This morning's Damage Control Report:
(1) semi-sore throat with a slight post-nasal drip.
(Probably a rebuttal from that region of my face for locking myself in my office during lunch and having an hour cry-fest.)
(10) completely bitten and torn up fingertips.
(Because when all shit hits the fan, my nail-biting habit ensues. And why worry about manicures when I still have my car payment to pay?)
(3) cups of coffee.
(The amount of caffeine it took to actually wake my ass up today.)
(2) hours of sleep.
(Why I needed the coffee)
On the up side, I did self-consciously reaffirm to myself last night within my 2 hours of sleep that I, in fact, have not lost my optimism.
In the dream there was this massive SUV that miraculously somehow held every single one of my friends along with me. We were just driving along with no particular direction when I felt this incredible shove out of no where to the right of me. I immediately felt my chest cave in, and my body get thrusted forwards. (Not only did it happen in the dream but I know that I definitely felt something.) I frantically began looking around the car for the safety of my friends, and it felt like we were transcending into this Matrix-like space in time where I could literally see the pieces of glass flying through the air in slow motion. I caught the faces of my friends - all of them fine, no blood, no cuts, no broken bones. And just like that - the car finally came to a screeching thud-pounding stop.

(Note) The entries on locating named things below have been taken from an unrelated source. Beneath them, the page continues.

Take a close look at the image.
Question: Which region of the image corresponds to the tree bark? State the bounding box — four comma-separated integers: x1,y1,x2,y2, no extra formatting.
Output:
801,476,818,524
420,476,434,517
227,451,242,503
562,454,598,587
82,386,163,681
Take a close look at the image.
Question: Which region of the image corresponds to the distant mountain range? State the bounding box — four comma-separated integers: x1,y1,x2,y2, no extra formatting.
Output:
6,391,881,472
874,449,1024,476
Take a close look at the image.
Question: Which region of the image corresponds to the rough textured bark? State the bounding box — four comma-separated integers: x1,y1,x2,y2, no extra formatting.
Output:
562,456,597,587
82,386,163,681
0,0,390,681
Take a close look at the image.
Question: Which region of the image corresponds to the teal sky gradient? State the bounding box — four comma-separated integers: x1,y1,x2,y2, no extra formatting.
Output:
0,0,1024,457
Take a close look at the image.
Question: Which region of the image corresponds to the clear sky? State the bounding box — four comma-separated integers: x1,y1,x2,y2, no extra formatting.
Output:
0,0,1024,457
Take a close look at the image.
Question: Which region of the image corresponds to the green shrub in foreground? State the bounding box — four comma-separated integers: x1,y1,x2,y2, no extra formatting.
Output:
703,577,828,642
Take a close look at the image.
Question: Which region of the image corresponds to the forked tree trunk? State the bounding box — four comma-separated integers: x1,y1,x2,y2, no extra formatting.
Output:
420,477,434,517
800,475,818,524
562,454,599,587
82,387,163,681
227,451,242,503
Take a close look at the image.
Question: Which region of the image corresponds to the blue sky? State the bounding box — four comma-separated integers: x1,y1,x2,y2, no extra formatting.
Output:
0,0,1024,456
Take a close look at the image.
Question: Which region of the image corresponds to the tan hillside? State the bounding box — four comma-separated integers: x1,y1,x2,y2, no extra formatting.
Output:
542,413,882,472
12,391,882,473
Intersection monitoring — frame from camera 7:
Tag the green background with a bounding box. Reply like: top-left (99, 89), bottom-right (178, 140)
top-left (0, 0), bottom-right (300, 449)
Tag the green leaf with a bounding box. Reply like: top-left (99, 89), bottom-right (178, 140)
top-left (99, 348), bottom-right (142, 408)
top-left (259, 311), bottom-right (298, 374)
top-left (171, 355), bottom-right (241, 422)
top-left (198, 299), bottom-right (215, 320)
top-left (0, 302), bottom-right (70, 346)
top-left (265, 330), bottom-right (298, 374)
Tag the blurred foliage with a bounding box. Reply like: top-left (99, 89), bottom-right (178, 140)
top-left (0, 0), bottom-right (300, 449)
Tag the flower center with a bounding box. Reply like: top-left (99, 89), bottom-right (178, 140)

I realized that everything was okay. The car accident itself was a tragic and traumatic experience but in the wake of the aftermath - I had survived. Everyone had survived. I remember hearing my friend Andie's voice calling to me from the back seat as I quickly was dialing 911. "Everything is okay."
Everything is going to be okay. I just have to keep believing that. This is small, it's a little hill on my tumultuous journey through life. And I can survive it.
So I guess a big thanks to my self-conscious is definitely in order.